После похорон Мария Луиса повела меня в свой пансион на улице Хакометресо, где Ганивет когда-то подхватил сифилис. Я услышал на похоронах, перед могилой, очень много слов о свободе, либеральности, обновлении и все такое. Но, увидев ту жесткую стычку с анархистами, я уже не мог верить этим словам. Спасется ли Испания от беретов? Спасется ли Испания от сюртуков?
— Я узнала любовь прадеда, теперь я хочу узнать любовь правнука.
Мария Луиса, обнаженная, была намного красивее, чем проститутки, которых я часто посещал.
— А если придет революционер?
— Какой революционер?
— Твой чертов жених.
— Не беспокойся. Он занят тем, что убивает фашистов.
— И кто такие фашисты?
— Они даже не богатые, они просто служат богатым.
Она заснула, обнимая меня, а я думал о том, какие красивые были похороны, какие громкие говорились слова.
Я хотел разбудить ее, потому что боялся, что с минуты на минуту придет ее ополченец, но не осмеливался.
И еще я думал, приду ли сюда когда-нибудь снова, вспоминал тетушку Альгадефину и спрашивал себя, не предаю ли я ее? Но предаю в чем, каким образом? Она была мне второй матерью и только, да, я влюблен в нее, но это должно пройти. Разумеется, я никогда ни слова не сказал ей о Марии Луисе.
Такими были, в общих чертах, похороны прадеда дона Мартина Мартинеса, настоящий прообраз грядущей гражданской войны, где все смешается — капиталисты, социалисты, анархисты, ополченцы, проститутки и священники.
Испания — страна грандиозных похоронных процессий, и поэтому только на похоронах я понял масштаб личности прадеда.
Я плакал о нем, пока Мария Луиса спала. Потом я тихонько, чтобы не разбудить ее, оделся и так же тихо ушел.
Мария Эухения, монахиня, продолжала лизаться с Каролиной Отеро, пока в один прекрасный день галисийка, Прекрасная Отеро, не сказала:
— Извините меня, господа, с вашего позволения, но я возвращаюсь в свою галисийскую деревню умереть в мире и в милости Божьей.

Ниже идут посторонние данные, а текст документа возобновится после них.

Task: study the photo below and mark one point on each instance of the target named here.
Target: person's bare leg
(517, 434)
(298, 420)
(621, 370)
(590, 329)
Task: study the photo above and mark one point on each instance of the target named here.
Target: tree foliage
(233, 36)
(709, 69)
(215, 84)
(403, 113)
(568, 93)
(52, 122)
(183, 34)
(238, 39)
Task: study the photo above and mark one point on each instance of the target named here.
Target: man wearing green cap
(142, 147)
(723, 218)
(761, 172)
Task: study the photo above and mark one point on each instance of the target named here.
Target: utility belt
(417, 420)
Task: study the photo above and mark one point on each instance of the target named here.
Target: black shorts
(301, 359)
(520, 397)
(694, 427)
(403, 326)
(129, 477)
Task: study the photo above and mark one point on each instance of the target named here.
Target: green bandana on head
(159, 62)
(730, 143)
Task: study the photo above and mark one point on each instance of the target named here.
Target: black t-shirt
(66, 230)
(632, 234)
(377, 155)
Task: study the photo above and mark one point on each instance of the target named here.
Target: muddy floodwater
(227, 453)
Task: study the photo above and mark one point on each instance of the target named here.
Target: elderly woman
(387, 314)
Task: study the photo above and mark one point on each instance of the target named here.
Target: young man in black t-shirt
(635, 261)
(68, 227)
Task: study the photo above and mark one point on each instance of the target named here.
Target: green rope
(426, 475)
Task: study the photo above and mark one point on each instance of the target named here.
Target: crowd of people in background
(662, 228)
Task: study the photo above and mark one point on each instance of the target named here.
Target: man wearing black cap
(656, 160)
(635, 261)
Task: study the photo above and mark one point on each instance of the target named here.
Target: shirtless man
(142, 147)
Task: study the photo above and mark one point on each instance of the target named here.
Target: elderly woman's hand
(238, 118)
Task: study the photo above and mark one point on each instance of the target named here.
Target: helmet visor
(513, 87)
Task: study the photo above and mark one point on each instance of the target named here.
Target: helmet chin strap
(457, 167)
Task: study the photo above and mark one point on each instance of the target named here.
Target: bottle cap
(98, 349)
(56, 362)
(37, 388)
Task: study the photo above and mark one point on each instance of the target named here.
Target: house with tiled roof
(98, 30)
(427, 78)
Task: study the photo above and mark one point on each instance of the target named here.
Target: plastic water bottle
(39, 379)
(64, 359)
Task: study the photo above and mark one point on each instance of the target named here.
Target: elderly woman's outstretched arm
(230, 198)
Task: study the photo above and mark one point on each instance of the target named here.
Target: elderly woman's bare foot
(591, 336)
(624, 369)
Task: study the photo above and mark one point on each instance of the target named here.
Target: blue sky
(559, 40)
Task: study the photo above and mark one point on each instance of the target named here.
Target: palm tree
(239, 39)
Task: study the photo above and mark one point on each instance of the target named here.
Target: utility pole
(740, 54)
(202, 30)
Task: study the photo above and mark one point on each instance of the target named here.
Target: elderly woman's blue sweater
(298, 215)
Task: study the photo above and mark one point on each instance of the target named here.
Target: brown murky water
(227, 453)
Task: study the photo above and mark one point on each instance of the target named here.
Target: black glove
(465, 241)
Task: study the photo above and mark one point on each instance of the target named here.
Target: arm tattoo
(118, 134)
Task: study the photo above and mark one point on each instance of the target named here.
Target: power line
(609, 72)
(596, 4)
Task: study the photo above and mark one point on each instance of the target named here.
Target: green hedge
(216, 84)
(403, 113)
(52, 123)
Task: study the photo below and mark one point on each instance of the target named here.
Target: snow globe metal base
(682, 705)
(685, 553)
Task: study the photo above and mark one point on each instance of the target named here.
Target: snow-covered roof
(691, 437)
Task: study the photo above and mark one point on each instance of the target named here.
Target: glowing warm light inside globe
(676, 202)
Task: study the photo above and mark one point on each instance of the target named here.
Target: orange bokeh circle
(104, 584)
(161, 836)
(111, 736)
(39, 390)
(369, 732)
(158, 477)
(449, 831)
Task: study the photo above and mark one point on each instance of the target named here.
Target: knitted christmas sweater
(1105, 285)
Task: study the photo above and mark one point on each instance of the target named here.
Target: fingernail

Каролина Отеро отправилась на вокзал одна со своим картонным чемоданом, потому что ее тело уже не интересовало никого в доме: я разрывался, как можно догадаться, между Марией Луисой и козой Пенелопой, а монахиня Мария Эухения устала от своей подруги. Я видел, как она уходит в дождь (который словно предвосхищал типичную галисийскую погоду), пешком, с солдатским чемоданом, как какая-нибудь уволенная служанка, а не эротический символ Европы.
Я бы многому мог научиться у Прекрасной Отеро, но монахиня Мария Эухения отняла ее у меня, и я подозреваю, что знаменитая Каролина была немного влюблена в нее, а может быть, даже и очень.
С тех пор как я прочел Бодлера, любовь между женщинами интересовала меня всегда, в отличие от любви между мужчинами, к которой я никогда никакого интереса не питал. Тетушка Альгадефина с приходом революции мгновенно вылечилась от чахотки, каждый день ходила на работу к Асанье, занималась политикой и делами Республики и перестала служить мне благословенным приютом моего детства и отрочества.